I just what to know what engines everybody likes. Tell about which is the best. I know bugman's favorite engine. LOL


----------



## roperdude91 (Nov 10, 2004)

briggs baby!
scott, why did you make a poll, and not vote yourself?


----------



## bbnissan (Nov 7, 2004)

I'll take Briggs & Stratton over all the others because they are dependable, easy to fix, and easy to find parts for.

Tecumsehs are too tempermental because the smallest things can make them run like crap. You get a valve 0.001 off of the spec and it will be hard as crap to turn over and you probably won't get it to run right. Do the same thing with a Briggs and it will run fine. Also, they are the hardest engines to get carbs set on. I don't know what it is, but I always spend 4x longer adjusting the carb out on a Tecumseh than I do on any other engine. 

Honda use to be good, but have gone to crap in the past 5 years. It is bad enough that if you offered to give me a new Honda engine, I'd probably give it back to you. They use plastic in their engines at every chance they get and they use a tiny little timing belt to operate the valves on the OHV engines.

Kawasaki is good, but their parts are over priced and hard to find unless you go through a Kawasaki engine dealer or a John Deere dealer. BTW, some of the parts for a Kawasaki engine on a John Deere lawn mower can only be ordered through a John Deere dealer...you can't order the parts from someone who just deals with the engines alone.


----------



## bugman (Aug 12, 2004)

briggs nothing else will do


----------



## Scott15 (Nov 11, 2004)

Okay! I voted. Now are you happy? LOL!!! I have a neighbor that has a honda masters and every weekend for years I see him out there cutting his grass. It has to be at least 5 years old or more. It has BBC and all that crap that comes on them. EVERY time his grass looks AWSOME!


----------



## roperdude91 (Nov 10, 2004)

Scott15 said:


> Okay! I voted. Now are you happy? LOL!!! I have a neighbor that has a honda masters and every weekend for years I see him out there cutting his grass. It has to be at least 5 years old or more. It has BBC and all that crap that comes on them.
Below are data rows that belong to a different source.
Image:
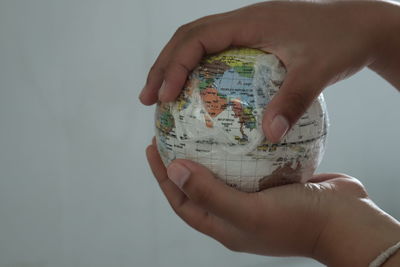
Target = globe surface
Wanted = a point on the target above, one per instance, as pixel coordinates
(216, 121)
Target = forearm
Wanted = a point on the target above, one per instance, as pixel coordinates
(387, 58)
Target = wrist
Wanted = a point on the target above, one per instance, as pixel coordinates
(356, 235)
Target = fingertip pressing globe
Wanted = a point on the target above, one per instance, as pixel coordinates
(216, 121)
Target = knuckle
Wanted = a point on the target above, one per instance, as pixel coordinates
(233, 246)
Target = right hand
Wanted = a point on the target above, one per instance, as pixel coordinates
(319, 42)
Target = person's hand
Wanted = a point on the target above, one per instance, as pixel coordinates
(319, 42)
(330, 219)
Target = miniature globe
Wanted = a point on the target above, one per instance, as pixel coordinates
(217, 121)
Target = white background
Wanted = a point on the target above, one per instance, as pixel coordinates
(75, 188)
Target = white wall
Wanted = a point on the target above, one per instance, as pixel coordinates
(75, 189)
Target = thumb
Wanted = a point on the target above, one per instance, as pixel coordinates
(290, 102)
(201, 186)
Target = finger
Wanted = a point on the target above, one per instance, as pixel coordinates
(192, 214)
(149, 94)
(323, 177)
(292, 100)
(201, 187)
(202, 39)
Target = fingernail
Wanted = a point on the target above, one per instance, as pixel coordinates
(162, 91)
(279, 127)
(178, 174)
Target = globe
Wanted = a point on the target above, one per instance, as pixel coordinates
(216, 121)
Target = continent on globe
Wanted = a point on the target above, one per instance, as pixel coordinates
(216, 121)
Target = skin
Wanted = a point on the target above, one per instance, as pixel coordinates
(330, 218)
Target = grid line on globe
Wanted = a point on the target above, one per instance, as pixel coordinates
(216, 121)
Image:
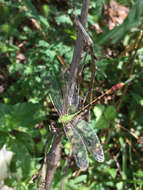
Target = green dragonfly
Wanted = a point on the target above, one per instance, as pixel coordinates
(79, 133)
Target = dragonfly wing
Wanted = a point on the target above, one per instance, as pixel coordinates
(78, 147)
(56, 91)
(91, 140)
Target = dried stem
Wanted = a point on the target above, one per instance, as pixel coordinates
(54, 154)
(53, 159)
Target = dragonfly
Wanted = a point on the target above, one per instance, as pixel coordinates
(80, 134)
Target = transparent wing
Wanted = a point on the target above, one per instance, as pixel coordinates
(78, 147)
(91, 140)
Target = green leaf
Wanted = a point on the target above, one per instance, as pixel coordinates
(133, 19)
(138, 98)
(21, 114)
(110, 113)
(63, 19)
(98, 111)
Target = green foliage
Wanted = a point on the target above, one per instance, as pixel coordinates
(31, 33)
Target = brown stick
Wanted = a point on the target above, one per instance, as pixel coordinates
(52, 160)
(78, 49)
(54, 154)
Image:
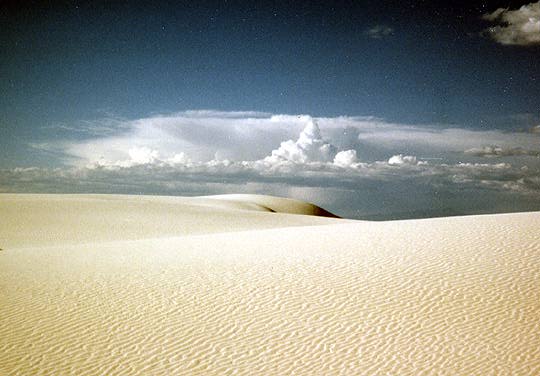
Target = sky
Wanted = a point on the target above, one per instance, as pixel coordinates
(376, 110)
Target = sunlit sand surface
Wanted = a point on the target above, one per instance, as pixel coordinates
(126, 285)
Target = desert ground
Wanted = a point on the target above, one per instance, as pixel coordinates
(259, 285)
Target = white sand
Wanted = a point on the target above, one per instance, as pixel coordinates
(219, 286)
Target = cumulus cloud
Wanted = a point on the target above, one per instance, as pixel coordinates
(346, 158)
(379, 31)
(400, 159)
(310, 147)
(210, 152)
(515, 27)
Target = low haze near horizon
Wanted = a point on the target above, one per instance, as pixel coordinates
(369, 110)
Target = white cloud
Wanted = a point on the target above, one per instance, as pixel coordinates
(346, 158)
(207, 152)
(310, 147)
(400, 159)
(516, 27)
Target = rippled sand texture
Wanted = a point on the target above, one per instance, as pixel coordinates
(309, 296)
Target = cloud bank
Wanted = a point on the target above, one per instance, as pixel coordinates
(515, 27)
(355, 166)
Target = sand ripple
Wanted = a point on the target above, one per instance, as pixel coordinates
(440, 296)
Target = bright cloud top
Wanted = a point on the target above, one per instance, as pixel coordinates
(516, 27)
(382, 167)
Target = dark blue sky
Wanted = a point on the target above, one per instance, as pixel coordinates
(108, 84)
(74, 61)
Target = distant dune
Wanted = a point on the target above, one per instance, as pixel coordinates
(243, 284)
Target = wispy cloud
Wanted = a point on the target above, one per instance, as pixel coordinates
(379, 31)
(377, 164)
(515, 27)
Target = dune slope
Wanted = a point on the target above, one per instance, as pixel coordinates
(442, 296)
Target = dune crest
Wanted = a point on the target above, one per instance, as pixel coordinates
(276, 204)
(294, 294)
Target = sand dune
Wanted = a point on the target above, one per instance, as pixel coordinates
(243, 291)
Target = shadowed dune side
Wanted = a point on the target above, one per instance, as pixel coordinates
(33, 220)
(445, 296)
(276, 204)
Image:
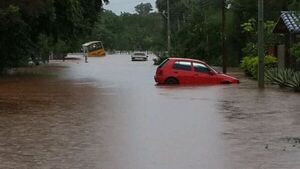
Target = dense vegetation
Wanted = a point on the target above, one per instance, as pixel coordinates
(143, 30)
(197, 27)
(30, 29)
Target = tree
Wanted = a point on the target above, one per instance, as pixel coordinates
(28, 25)
(143, 8)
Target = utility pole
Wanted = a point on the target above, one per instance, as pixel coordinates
(169, 28)
(260, 45)
(224, 52)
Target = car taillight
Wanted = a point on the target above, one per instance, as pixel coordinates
(159, 72)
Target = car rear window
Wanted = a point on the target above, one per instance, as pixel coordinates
(199, 67)
(182, 65)
(163, 63)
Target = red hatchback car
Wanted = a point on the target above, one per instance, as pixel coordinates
(190, 71)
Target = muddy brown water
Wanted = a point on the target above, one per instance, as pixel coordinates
(108, 114)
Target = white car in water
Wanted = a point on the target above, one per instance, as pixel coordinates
(139, 56)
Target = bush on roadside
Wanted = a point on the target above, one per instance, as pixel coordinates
(250, 65)
(284, 78)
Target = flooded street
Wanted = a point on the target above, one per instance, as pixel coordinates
(109, 114)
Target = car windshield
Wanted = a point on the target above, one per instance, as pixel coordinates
(163, 63)
(140, 54)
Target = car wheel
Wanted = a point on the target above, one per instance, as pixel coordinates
(172, 81)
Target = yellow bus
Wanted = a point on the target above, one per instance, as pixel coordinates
(93, 49)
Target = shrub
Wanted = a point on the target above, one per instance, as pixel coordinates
(284, 78)
(250, 65)
(295, 51)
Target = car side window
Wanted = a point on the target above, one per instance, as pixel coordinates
(182, 65)
(199, 67)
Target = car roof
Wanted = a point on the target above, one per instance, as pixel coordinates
(187, 59)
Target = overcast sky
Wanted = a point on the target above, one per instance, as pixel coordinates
(118, 6)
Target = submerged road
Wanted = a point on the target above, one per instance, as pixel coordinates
(109, 114)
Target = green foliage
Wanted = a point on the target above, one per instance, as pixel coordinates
(29, 29)
(127, 32)
(284, 78)
(295, 51)
(250, 65)
(143, 8)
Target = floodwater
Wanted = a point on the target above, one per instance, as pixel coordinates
(109, 114)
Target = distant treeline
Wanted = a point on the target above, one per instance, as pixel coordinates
(31, 29)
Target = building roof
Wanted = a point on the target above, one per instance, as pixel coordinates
(289, 22)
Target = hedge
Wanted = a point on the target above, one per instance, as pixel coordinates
(250, 65)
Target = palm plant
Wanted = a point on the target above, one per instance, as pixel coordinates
(284, 78)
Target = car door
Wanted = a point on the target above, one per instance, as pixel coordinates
(202, 74)
(182, 70)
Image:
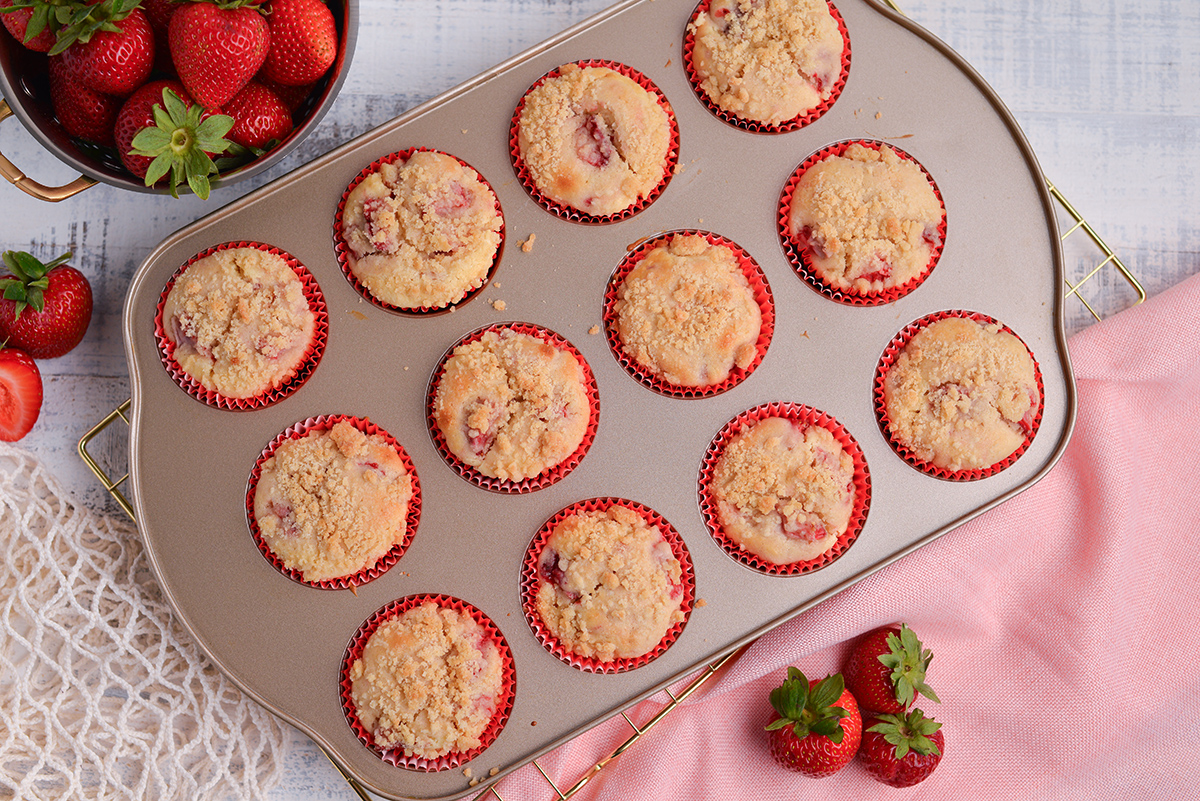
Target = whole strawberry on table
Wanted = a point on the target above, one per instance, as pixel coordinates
(886, 670)
(240, 68)
(45, 312)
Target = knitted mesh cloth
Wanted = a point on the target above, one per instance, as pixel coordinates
(103, 694)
EVERY time his grass looks AWSOME!


thats because they have the gxv industrial commercial series engines on them, not the crap gc series
honda mowers are pretty good, one of the people that i cut grass with has a honda HRA214 with the gxv120 engine, i worked on it once!
and that was an oil change, plug change and airfilter precleaner change, it starts right up every time and runs great, uses a little bit of oil, but then again, its never been rebuilt and its a 1982 engine  lol
it doesnt foul plugs, they have a not enen gray/tan dusty appearence they are white, with a light gray spot on one side, indicating the idle is a little rich
i adjusted the carb to factory specs, and have only put a new plug in it once, thats cuz i wanted to try a platinum plug iinstead of the standard ngk bp5es
the thing has vbeen on a tree farm, a animal farm, and it sees about 20 aces a week, less than my mowers, but thats becuase he usually uses one of my mowers


----------



## bugman (Aug 12, 2004)

hey how about this, i've had a 20 inch 3.5 briggs. made when briggs used to stamp the front with there logo, white, 0ld alluminum carb never rebuilt for atleast the last 22 years. same plug everything. saw 3 foot high grass in the fields for ten year. 3 acre fields. i knew a man that had a eleven horse engine on a rider, never changed the plug nore the oil for ten years, used it as a field cutter/ weekend racer by his kid. briggs all the way


----------



## Scott15 (Nov 11, 2004)

I think the older mowers and engines were built better. I think that a 7.0 briggs intek has no more power than a 4 hp briggs from the 70's.


----------



## bugman (Aug 12, 2004)

no they do its just that the bigger engines go through more abuse than the little ones. the bigger ones run more stuff but inteks back then weren't as good as they are now


----------